For each set of capital market assumptions, Kitces and Pfau ran 55 simulations focusing on rising glidepath approaches and 55 simulations focusing on declining glidepath approaches. Here’s the key point: The average starting equity allocation for the 55 rising glidepath approaches was 30 percent while the corresponding number for the 55 declining glidepath approaches was a 70 percent allocation. Holding all else equal, it’s well known that higher equity allocations in retirement tend to fail more spectacularly than lower equity allocations since equity returns are much more volatile than fixed income returns. So, to determine whether the rising glidepath truly performs better than the declining glidepath, any analysis has to control for differences in starting equity allocation before any conclusions can be drawn.
To do that, I set up a relatively straightforward regression analysis. I regressed each of the 110 5th percentile outcomes (remember, there were 55 simulations for both rising and declining glidepath simulations for each set of capital market assumptions) on the starting equity allocation associated with a particular simulation and a “dummy” variable that takes on the value of “1” when the simulation was associated with a rising glidepath approach and the value of “0” when associated with a declining glidepath approach. If the improvement in 5th percentile results is directly attributable to the rising glidepath approach, the coefficient on the dummy variable should be positive. Why? Because a positive coefficient would indicate that the 5th percentile results were better for the rising glidepath approach even after controlling for starting equity allocation. The next table reports the dummy variable coefficients for each of these three regressions.
In two of the three cases, the point estimate for the coefficient was negative, indicating the results were worse for the rising glidepath approach after controlling for starting equity allocation. The third case was positive but statistically insignificant. As we saw with the success rate analysis, nothing in these results indicates the rising glidepath approach is superior to the declining glidepath approach. The 5th percentile results seem to be driven more by whether the starting equity allocation was high or low and not whether a rising or declining glidepath approach was implemented.
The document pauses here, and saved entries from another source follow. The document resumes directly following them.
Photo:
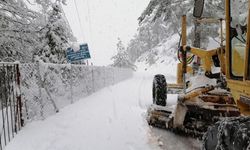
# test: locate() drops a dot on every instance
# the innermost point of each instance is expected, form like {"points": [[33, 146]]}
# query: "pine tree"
{"points": [[121, 59]]}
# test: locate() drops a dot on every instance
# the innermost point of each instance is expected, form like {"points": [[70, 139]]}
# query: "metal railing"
{"points": [[11, 119]]}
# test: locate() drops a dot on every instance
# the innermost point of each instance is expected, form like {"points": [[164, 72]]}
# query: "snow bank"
{"points": [[48, 87]]}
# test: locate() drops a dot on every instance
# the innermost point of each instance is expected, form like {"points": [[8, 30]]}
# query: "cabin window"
{"points": [[238, 31]]}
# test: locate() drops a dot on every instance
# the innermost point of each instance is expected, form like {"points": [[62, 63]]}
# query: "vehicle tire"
{"points": [[159, 90], [229, 134]]}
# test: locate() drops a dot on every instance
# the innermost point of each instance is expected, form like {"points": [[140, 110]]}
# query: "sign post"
{"points": [[81, 54]]}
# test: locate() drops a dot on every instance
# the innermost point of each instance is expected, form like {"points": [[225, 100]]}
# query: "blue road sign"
{"points": [[81, 54]]}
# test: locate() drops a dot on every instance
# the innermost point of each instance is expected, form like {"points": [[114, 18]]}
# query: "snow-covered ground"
{"points": [[112, 119]]}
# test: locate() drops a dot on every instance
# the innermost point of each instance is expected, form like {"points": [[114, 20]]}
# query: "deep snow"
{"points": [[112, 119]]}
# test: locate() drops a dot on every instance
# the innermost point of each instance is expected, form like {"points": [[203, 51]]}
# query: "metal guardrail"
{"points": [[11, 119]]}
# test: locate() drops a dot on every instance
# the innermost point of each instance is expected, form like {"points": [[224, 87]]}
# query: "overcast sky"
{"points": [[102, 22]]}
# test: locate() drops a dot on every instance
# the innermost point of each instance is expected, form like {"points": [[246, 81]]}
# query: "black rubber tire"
{"points": [[228, 134], [159, 90]]}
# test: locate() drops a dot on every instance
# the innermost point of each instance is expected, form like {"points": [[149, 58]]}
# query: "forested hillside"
{"points": [[160, 26], [33, 29]]}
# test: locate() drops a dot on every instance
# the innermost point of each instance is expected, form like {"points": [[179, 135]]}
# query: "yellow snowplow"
{"points": [[217, 112]]}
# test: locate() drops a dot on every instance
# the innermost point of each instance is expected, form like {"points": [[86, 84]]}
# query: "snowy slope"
{"points": [[112, 119], [165, 59]]}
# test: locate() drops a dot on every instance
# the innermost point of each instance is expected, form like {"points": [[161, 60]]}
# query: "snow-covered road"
{"points": [[111, 119]]}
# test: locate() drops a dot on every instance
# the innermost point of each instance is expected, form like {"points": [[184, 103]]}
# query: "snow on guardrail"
{"points": [[48, 87]]}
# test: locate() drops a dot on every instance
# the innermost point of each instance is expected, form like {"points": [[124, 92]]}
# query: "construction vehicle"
{"points": [[219, 113]]}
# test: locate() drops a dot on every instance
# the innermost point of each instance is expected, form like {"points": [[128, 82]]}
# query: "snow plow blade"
{"points": [[189, 119]]}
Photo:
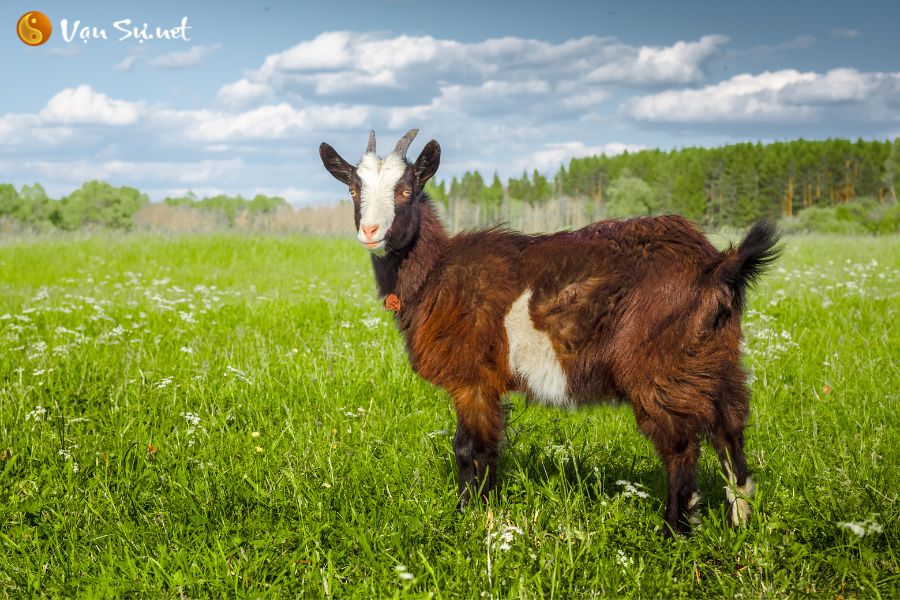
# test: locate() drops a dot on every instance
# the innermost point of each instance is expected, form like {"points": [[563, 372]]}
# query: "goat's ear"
{"points": [[428, 162], [339, 168]]}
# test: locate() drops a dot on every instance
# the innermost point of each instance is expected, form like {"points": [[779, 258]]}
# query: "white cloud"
{"points": [[84, 106], [552, 156], [680, 63], [243, 92], [185, 59], [340, 63], [845, 34], [780, 96], [126, 63], [268, 122]]}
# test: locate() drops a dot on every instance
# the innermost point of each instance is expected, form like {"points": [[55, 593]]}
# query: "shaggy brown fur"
{"points": [[644, 309]]}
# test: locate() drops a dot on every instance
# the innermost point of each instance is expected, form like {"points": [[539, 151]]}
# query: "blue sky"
{"points": [[504, 86]]}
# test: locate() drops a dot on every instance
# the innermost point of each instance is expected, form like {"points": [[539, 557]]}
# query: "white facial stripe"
{"points": [[531, 356], [378, 178]]}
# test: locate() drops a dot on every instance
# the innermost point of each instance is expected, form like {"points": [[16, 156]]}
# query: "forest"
{"points": [[831, 185]]}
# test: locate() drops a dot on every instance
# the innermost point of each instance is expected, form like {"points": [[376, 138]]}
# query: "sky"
{"points": [[240, 100]]}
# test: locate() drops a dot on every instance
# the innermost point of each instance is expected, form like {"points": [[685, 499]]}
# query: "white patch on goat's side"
{"points": [[532, 358], [737, 496], [693, 503], [376, 196]]}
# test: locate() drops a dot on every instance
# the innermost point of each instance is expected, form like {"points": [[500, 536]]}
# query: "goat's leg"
{"points": [[478, 432], [680, 458], [730, 448]]}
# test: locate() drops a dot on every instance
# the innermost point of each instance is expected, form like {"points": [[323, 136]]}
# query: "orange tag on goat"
{"points": [[392, 302]]}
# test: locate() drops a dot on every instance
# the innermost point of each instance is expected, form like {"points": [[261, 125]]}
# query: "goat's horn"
{"points": [[405, 141]]}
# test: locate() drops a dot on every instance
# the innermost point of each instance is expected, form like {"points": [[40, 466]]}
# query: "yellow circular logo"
{"points": [[34, 28]]}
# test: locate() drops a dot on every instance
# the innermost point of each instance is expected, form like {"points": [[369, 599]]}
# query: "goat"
{"points": [[644, 309]]}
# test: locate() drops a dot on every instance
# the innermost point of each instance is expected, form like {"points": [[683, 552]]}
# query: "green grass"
{"points": [[297, 454]]}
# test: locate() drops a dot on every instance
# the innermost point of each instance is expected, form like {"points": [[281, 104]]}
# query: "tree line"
{"points": [[730, 185], [98, 204], [725, 186]]}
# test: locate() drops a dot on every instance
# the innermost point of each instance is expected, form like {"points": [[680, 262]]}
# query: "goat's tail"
{"points": [[742, 266]]}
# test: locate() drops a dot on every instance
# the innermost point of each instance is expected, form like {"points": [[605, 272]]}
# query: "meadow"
{"points": [[234, 415]]}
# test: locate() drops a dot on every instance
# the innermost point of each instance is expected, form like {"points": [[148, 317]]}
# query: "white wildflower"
{"points": [[402, 573], [624, 560], [505, 536], [239, 374], [37, 414], [861, 528]]}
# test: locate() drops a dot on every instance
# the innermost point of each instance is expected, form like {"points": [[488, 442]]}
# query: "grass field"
{"points": [[226, 415]]}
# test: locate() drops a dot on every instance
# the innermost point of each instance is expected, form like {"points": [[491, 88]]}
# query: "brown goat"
{"points": [[644, 309]]}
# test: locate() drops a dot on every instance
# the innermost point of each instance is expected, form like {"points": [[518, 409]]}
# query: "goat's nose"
{"points": [[369, 231]]}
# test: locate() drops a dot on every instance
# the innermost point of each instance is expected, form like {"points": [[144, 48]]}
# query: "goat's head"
{"points": [[386, 191]]}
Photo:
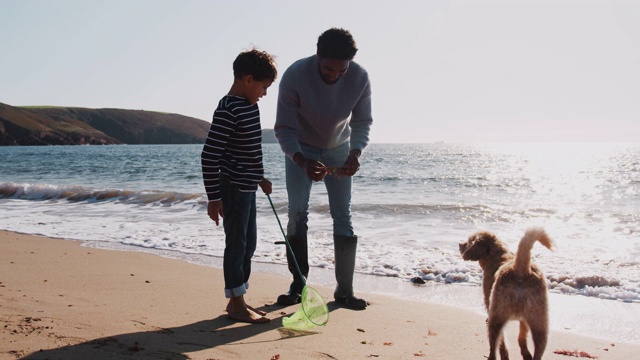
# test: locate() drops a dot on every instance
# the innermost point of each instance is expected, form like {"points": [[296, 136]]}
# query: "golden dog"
{"points": [[514, 289]]}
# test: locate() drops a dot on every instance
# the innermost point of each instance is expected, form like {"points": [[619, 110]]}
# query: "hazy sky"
{"points": [[455, 71]]}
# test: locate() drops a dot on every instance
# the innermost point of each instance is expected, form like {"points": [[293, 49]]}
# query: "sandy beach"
{"points": [[60, 300]]}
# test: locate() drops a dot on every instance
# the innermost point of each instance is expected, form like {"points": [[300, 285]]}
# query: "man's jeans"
{"points": [[338, 189], [239, 209]]}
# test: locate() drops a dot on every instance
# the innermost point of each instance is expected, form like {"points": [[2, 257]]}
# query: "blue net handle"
{"points": [[286, 241]]}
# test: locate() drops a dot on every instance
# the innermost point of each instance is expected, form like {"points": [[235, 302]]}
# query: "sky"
{"points": [[452, 71]]}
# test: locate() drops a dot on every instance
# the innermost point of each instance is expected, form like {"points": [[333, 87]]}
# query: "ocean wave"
{"points": [[74, 193]]}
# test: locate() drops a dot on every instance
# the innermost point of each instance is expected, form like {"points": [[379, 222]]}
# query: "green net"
{"points": [[313, 312]]}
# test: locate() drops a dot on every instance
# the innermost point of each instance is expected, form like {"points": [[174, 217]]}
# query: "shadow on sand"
{"points": [[171, 343]]}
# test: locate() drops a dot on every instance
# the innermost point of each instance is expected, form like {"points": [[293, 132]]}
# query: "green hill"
{"points": [[82, 126]]}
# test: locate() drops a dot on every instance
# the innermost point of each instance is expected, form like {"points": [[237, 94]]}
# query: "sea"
{"points": [[412, 205]]}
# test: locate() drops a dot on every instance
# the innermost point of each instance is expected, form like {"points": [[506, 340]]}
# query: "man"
{"points": [[322, 124]]}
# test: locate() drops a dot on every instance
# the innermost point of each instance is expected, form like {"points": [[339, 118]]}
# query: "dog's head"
{"points": [[482, 245]]}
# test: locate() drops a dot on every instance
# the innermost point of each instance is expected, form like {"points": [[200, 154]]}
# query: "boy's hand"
{"points": [[352, 164], [266, 186], [214, 209]]}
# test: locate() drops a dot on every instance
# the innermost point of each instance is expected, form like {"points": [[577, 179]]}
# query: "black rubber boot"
{"points": [[345, 255], [299, 246]]}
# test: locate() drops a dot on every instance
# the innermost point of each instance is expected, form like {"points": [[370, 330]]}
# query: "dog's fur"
{"points": [[514, 289]]}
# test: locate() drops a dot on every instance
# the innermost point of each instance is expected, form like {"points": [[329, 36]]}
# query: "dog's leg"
{"points": [[522, 341], [496, 339], [539, 335]]}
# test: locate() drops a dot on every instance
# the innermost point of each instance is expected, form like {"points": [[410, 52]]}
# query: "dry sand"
{"points": [[60, 300]]}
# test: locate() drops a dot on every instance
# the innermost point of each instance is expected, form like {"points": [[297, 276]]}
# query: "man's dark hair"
{"points": [[259, 64], [337, 44]]}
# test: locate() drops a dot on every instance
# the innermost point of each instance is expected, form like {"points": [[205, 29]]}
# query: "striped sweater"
{"points": [[233, 147]]}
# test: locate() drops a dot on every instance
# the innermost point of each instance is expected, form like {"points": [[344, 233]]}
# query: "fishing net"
{"points": [[313, 310]]}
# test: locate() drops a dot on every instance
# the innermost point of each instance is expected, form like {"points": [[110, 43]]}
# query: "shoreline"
{"points": [[574, 314], [59, 299]]}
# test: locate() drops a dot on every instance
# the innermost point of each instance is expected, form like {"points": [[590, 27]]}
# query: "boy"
{"points": [[232, 170]]}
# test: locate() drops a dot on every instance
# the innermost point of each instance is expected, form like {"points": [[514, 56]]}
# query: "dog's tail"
{"points": [[523, 257]]}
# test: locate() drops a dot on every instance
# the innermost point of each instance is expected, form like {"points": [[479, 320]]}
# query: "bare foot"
{"points": [[248, 316], [237, 309], [257, 311]]}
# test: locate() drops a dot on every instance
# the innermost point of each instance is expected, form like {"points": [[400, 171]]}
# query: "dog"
{"points": [[514, 289]]}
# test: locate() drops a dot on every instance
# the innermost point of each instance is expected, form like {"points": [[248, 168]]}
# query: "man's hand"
{"points": [[315, 169], [352, 164], [266, 186], [214, 209]]}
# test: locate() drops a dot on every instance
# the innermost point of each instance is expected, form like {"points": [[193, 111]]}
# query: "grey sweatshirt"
{"points": [[323, 115]]}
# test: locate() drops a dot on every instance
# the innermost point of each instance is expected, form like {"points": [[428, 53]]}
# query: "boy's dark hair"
{"points": [[259, 64], [337, 44]]}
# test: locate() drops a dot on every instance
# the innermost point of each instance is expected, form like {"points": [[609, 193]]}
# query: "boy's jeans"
{"points": [[239, 209], [338, 190]]}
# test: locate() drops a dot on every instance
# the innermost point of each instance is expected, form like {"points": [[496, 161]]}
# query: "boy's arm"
{"points": [[221, 128], [286, 128]]}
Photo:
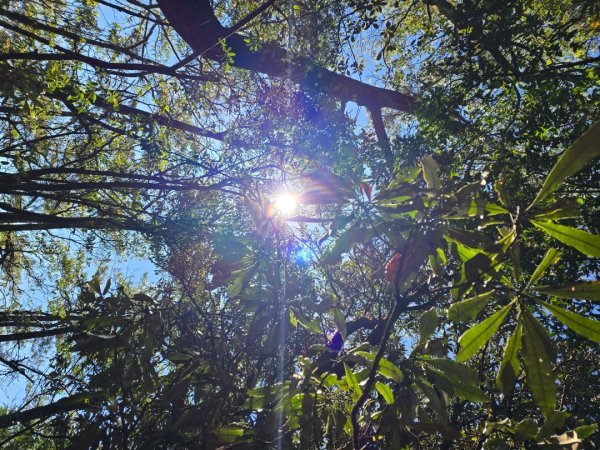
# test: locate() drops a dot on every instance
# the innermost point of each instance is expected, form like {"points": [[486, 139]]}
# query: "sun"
{"points": [[285, 204]]}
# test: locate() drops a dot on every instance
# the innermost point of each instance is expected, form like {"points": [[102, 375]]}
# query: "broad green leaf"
{"points": [[352, 382], [586, 291], [564, 208], [554, 421], [585, 148], [586, 431], [313, 325], [476, 337], [229, 434], [527, 429], [343, 244], [493, 210], [586, 243], [551, 257], [469, 308], [340, 320], [538, 356], [585, 327], [427, 324], [385, 392], [386, 368], [463, 379], [452, 369], [509, 367], [436, 400], [431, 172]]}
Said differently, my analysis indicates that a rising glidepath approach that starts with a low equity allocation that increases over time is basically the same as a declining glidepath approach that starts with a slightly higher equity allocation that decreases over time.
I have a lot of respect for the contributions both Kitces and Pfau have made (and continue to make) to advisory practice, but the rising glidepath claims simply don’t hold up under analytical scrutiny. The success rate results are on average close to identical when comparing the rising and declining glidepath approaches across the three different sets of capital market assumptions, and the 5th percentile results seem to be driven more by starting equity allocation than whether the equity allocation was rising or declining over time.